En Suisse, nous venons de créer, dans le droit fil de la campagne de sensibilisation DBI, un nouveau service spécialisé. Il propose une consultation extra muros de proximité et un soutien aux enfants et adultes en situation de surdicécité prélinguale – quel que soit leur lieu de domicile, de scolarité ou de travail. Nous voulons agir de façon inclusive et non intégrative. Les personnes concernées sont appelées à interagir dès le départ. Ainsi, nous espérons réanimer l’entraide organisée.
Revenons-en à la Tanne : depuis 2015, l’institution a constitué « PORTA », une collection suisse de signes. Parlez-nous-en…

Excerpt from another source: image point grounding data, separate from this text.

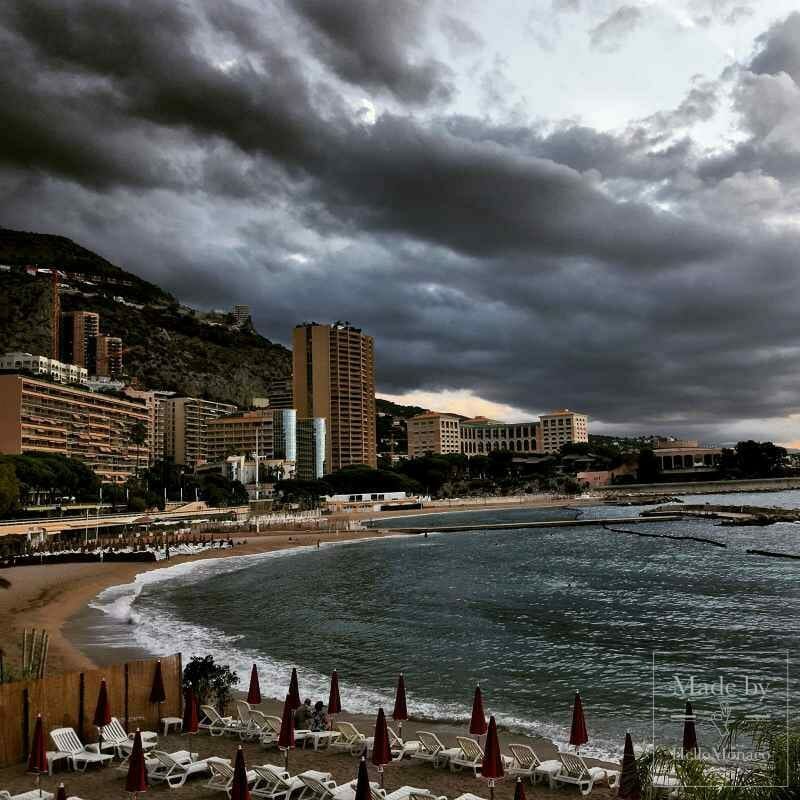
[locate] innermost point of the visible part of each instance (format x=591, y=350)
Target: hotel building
x=41, y=365
x=186, y=428
x=334, y=379
x=562, y=427
x=481, y=435
x=43, y=417
x=433, y=433
x=310, y=449
x=271, y=430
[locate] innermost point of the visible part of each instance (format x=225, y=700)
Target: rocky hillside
x=167, y=346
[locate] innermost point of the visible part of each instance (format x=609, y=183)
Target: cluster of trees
x=46, y=478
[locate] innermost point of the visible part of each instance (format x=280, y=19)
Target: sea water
x=530, y=614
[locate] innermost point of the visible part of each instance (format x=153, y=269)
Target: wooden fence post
x=26, y=724
x=127, y=721
x=81, y=698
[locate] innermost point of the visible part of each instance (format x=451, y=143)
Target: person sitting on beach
x=302, y=716
x=319, y=722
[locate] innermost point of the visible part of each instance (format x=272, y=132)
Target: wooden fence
x=69, y=699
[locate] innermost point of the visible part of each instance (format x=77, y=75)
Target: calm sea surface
x=636, y=623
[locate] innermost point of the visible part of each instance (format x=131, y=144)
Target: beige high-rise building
x=334, y=378
x=561, y=427
x=433, y=433
x=186, y=428
x=43, y=417
x=78, y=331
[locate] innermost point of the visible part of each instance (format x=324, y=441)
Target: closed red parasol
x=689, y=731
x=334, y=701
x=363, y=789
x=191, y=723
x=136, y=780
x=239, y=787
x=492, y=765
x=477, y=725
x=294, y=691
x=578, y=734
x=157, y=693
x=630, y=787
x=400, y=712
x=381, y=751
x=286, y=736
x=254, y=692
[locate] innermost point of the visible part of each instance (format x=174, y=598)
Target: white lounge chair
x=222, y=777
x=31, y=795
x=114, y=738
x=526, y=764
x=216, y=724
x=575, y=772
x=471, y=756
x=400, y=748
x=432, y=750
x=275, y=783
x=175, y=768
x=66, y=741
x=328, y=790
x=351, y=739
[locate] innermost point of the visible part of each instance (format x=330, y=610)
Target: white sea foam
x=155, y=632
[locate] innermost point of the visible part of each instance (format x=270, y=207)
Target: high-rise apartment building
x=107, y=356
x=433, y=433
x=272, y=431
x=280, y=393
x=562, y=427
x=43, y=417
x=78, y=331
x=334, y=378
x=186, y=428
x=311, y=449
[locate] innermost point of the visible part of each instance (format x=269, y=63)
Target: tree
x=138, y=435
x=210, y=680
x=9, y=489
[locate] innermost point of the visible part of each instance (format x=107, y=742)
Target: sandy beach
x=45, y=597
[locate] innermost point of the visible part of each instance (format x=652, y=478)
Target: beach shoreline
x=51, y=597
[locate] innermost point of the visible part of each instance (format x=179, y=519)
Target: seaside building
x=268, y=432
x=280, y=393
x=481, y=435
x=334, y=379
x=43, y=417
x=78, y=330
x=41, y=365
x=310, y=449
x=185, y=428
x=432, y=432
x=686, y=456
x=107, y=351
x=562, y=427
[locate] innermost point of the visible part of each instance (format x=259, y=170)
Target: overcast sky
x=529, y=203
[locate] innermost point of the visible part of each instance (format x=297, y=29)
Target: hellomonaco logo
x=719, y=718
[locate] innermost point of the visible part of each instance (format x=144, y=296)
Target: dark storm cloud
x=214, y=149
x=376, y=44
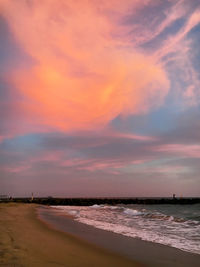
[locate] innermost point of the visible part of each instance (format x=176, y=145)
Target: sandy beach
x=26, y=241
x=32, y=235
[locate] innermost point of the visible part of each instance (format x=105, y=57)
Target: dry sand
x=148, y=253
x=26, y=241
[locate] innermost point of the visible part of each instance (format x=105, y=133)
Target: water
x=173, y=225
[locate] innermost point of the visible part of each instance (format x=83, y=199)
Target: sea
x=173, y=225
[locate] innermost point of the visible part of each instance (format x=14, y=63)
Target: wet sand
x=27, y=241
x=147, y=253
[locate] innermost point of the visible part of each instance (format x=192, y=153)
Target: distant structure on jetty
x=108, y=201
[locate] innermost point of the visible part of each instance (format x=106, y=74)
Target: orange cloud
x=83, y=76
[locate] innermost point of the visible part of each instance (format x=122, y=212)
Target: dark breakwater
x=102, y=201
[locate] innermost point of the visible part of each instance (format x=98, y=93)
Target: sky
x=100, y=98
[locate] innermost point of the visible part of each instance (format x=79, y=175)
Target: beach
x=26, y=241
x=32, y=235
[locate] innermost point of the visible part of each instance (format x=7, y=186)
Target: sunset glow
x=94, y=93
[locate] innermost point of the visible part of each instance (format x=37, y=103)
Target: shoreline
x=27, y=241
x=145, y=252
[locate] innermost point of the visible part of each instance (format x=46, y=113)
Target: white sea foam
x=147, y=224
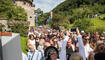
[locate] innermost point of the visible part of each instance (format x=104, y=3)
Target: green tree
x=11, y=11
x=83, y=24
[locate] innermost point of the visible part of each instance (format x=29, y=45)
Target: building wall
x=29, y=10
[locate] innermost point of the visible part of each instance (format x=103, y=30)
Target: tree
x=11, y=11
x=83, y=24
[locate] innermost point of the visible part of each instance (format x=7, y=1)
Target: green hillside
x=77, y=13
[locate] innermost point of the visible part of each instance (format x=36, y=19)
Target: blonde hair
x=41, y=42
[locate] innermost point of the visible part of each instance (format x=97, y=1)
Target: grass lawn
x=24, y=44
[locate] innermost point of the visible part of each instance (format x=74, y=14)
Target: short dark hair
x=30, y=36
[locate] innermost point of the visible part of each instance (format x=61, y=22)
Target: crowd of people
x=51, y=44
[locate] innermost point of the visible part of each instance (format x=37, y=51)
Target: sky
x=47, y=5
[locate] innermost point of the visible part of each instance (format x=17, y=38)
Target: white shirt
x=34, y=56
x=32, y=42
x=24, y=57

« PORTA » est une collection suisse de signes pour la communication améliorée et alternative. Ces derniers conviennent très bien aux personnes atteintes de surdicécité prélinguale ou de troubles cognitifs, mais aussi aux jeunes enfants. Ces signes sont utilisés pour converser. Ils sont compatibles avec la langue des signes de la région et peuvent être signés dans la main. Entretemps, « PORTA » s’est imposée en Suisse alémanique et démarre au Tessin. L’application connaît un franc succès. « PORTA » est un bel exemple d’étape vers l’inclusion, précisément parce qu’elle constitue un trait d’union entre la langue orale et la langue des signes.
Toute la Suisse se plaint de la pénurie de personnel spécialisé. Vous aussi ? Comment la Tanne, par exemple, s’y prend-elle pour trouver les professionnels requis ?
Les profils d’exigences diffèrent selon le poste visé. Une personne chargée de l’enseignement doit être titulaire d’un diplôme d’enseignement et au bénéfice d’une formation complémentaire en pédagogie spécialisée. Au cours des dix dernières années, la Tanne n’a connu aucune pénurie dans ce domaine. Pour les pédagogues spécialisés, enseigner à la Tanne semble un défi passionnant. Il n’en va pas de même de la socio-pédagogie : à partir du milieu de la pandémie jusqu’en automne 2023, la pénurie de compétences s’est fait cruellement sentir, puis la situation s’est à nouveau calmée.
Quel rôle les membres de la famille jouent-ils dans la prise en charge extrafamiliale des enfants sourdaveugles ?
Rien ni personne ne saurait remplacer la famille. Aussi la Tanne considère-t-elle l’internat comme un lieu complétant la famille. Tout s’y déroule en étroite concertation avec les parents. Dans tous les cas, la collaboration est un aspect incontournable du travail avec des personnes en situation de surdicécité, sans quoi elle ne répond pas à leurs besoins et n’est pas viable.
Globalement, quels sont les plus grand défis – évitables – auxquels sont confrontées les personnes en situation de surdicécité en Suisse ?
La sensibilisation à la surdicécité n’est encore pas suffisante. L’offre de prestations pour ces personnes dépend plus ou moins du hasard. A mon avis, trop peu de moyens sont alloués au financement du soutien à la communication. Or, cette dernière est essentielle pour participer à toutes les activités de la vie. Par ailleurs, le marché de l’emploi est quasiment une course d’obstacles. Il est cruel de constater qu’en Suisse, les droits des personnes atteintes de surdicécité, pourtant ancrés dans la Convention de l’ONU relative aux droits des personnes handicapées, sont menacés. La société tout entière a encore bien du travail à accomplir et elle n’y parviendra que si nous nous y attelons résolument toutes et tous, main dans la main.